Regardless of brand or label, most of the Brussels pâté on sale here was made in Belgium, which seems appropriate. That includes products from Dunnes, SuperValu and Centra, among others.
The food industry is Belgium’s largest industrial sector, according to Fevia, the country’s food industry federation. The industry is booming mainly thanks to exports, many of which are apparent on Irish supermarket shelves. It is very proud of its innovation too and that can be seen in the ingredient lists. Spar’s Brussels pâté, for example, includes rice flour, onions, locust bean gum and tomatoes. (Yes, tomatoes). Then there are also emulsifiers, thickening agents, additives and preservatives.
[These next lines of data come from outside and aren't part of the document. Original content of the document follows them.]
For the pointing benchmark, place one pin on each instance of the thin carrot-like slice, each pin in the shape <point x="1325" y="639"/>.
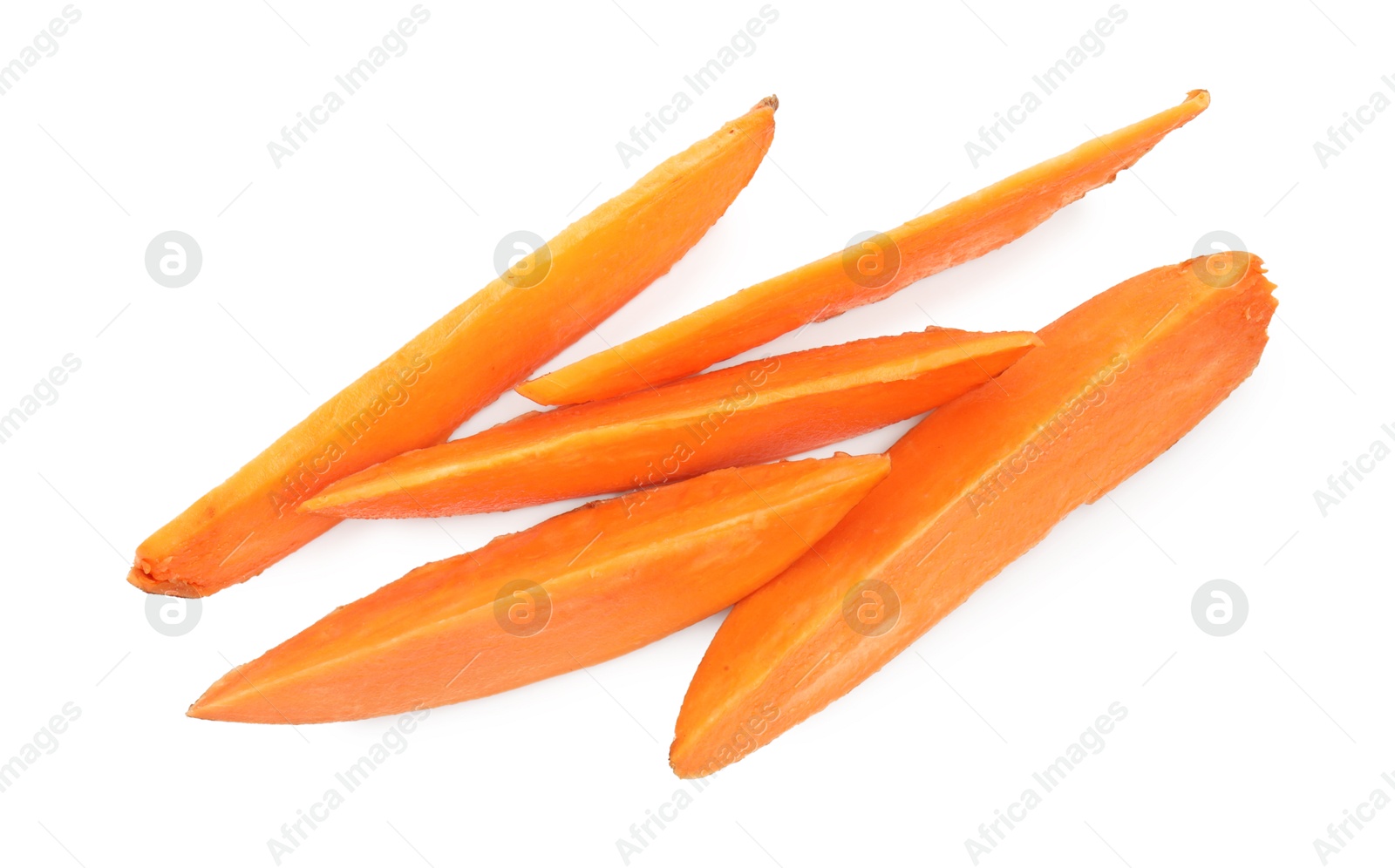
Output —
<point x="973" y="487"/>
<point x="743" y="415"/>
<point x="578" y="589"/>
<point x="457" y="366"/>
<point x="861" y="274"/>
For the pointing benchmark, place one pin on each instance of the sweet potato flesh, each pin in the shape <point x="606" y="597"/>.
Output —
<point x="956" y="234"/>
<point x="973" y="487"/>
<point x="457" y="366"/>
<point x="748" y="413"/>
<point x="592" y="584"/>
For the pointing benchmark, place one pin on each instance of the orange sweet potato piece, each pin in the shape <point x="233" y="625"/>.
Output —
<point x="743" y="415"/>
<point x="973" y="487"/>
<point x="465" y="360"/>
<point x="956" y="234"/>
<point x="578" y="589"/>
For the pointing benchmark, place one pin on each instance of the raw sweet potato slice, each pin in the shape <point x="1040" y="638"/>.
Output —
<point x="457" y="366"/>
<point x="862" y="274"/>
<point x="578" y="589"/>
<point x="743" y="415"/>
<point x="974" y="486"/>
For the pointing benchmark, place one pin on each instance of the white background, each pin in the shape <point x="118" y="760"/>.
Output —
<point x="155" y="116"/>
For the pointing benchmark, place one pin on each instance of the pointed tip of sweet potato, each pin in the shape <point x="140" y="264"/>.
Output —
<point x="229" y="700"/>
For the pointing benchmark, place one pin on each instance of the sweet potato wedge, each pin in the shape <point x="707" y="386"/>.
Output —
<point x="974" y="486"/>
<point x="574" y="591"/>
<point x="457" y="366"/>
<point x="862" y="274"/>
<point x="743" y="415"/>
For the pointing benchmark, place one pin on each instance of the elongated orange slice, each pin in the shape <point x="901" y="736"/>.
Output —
<point x="465" y="360"/>
<point x="743" y="415"/>
<point x="578" y="589"/>
<point x="861" y="274"/>
<point x="973" y="487"/>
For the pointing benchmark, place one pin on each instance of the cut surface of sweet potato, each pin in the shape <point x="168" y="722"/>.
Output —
<point x="571" y="592"/>
<point x="425" y="391"/>
<point x="748" y="413"/>
<point x="861" y="274"/>
<point x="980" y="482"/>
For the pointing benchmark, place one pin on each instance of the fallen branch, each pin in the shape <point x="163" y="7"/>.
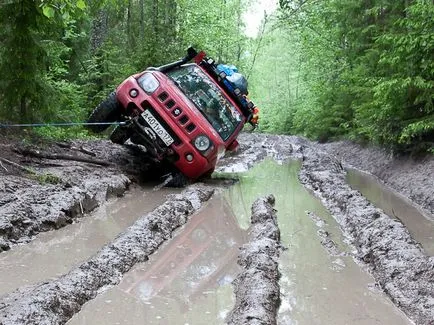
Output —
<point x="81" y="148"/>
<point x="26" y="169"/>
<point x="39" y="154"/>
<point x="257" y="291"/>
<point x="1" y="164"/>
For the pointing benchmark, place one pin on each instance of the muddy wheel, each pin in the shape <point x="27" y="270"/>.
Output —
<point x="107" y="111"/>
<point x="178" y="180"/>
<point x="120" y="135"/>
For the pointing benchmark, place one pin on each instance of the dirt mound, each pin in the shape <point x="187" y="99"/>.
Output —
<point x="55" y="302"/>
<point x="47" y="187"/>
<point x="414" y="178"/>
<point x="395" y="259"/>
<point x="257" y="296"/>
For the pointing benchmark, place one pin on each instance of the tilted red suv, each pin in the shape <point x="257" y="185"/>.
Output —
<point x="186" y="113"/>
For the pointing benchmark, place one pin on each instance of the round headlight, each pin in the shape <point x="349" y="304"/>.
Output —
<point x="202" y="143"/>
<point x="148" y="82"/>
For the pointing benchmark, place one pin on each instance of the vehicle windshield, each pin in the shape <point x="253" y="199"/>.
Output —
<point x="208" y="98"/>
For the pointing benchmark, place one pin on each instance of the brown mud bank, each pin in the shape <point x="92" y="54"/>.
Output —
<point x="60" y="190"/>
<point x="47" y="187"/>
<point x="257" y="289"/>
<point x="56" y="301"/>
<point x="413" y="178"/>
<point x="398" y="262"/>
<point x="383" y="244"/>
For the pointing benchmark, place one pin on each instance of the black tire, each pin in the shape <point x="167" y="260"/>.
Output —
<point x="107" y="111"/>
<point x="120" y="134"/>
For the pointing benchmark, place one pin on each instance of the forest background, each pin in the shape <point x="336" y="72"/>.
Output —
<point x="325" y="69"/>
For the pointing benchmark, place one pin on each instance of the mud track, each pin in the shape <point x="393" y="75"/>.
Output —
<point x="44" y="194"/>
<point x="55" y="302"/>
<point x="257" y="295"/>
<point x="57" y="192"/>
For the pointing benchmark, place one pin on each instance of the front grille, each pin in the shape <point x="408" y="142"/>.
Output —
<point x="190" y="127"/>
<point x="183" y="119"/>
<point x="163" y="96"/>
<point x="163" y="123"/>
<point x="170" y="104"/>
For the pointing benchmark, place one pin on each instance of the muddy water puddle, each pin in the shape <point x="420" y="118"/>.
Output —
<point x="419" y="224"/>
<point x="188" y="281"/>
<point x="54" y="253"/>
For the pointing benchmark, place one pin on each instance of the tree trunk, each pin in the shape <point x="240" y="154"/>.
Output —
<point x="98" y="31"/>
<point x="142" y="20"/>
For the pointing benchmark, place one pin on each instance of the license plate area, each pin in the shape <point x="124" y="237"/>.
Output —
<point x="157" y="127"/>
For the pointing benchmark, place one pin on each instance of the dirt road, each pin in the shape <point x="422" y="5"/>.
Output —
<point x="49" y="187"/>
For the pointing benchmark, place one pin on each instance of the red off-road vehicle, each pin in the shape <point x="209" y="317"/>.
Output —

Anyone who has made Brussels pâté at home knows there are few key ingredients: pork liver, fat, herbs and perhaps wine. So it takes a lot of innovation to come up with ways to add all those other ingredients into the mix.
This is one case where simpler would be better.
If we eat meat and processed meat products less often, we can afford to pay a little extra to make sure the animals lived well and the farmers get a fair price. Do read the label, though, as some highly-processed products are expensive simply because they offer convenience or use clever marketing.
Though it looks like white meat, pork is high in saturated fat and is more like red meat. So it’s best not to have too much anyway. Buy pork and products made from outdoor-bred or free-range pigs.
It’s not just the pigs that will be happier.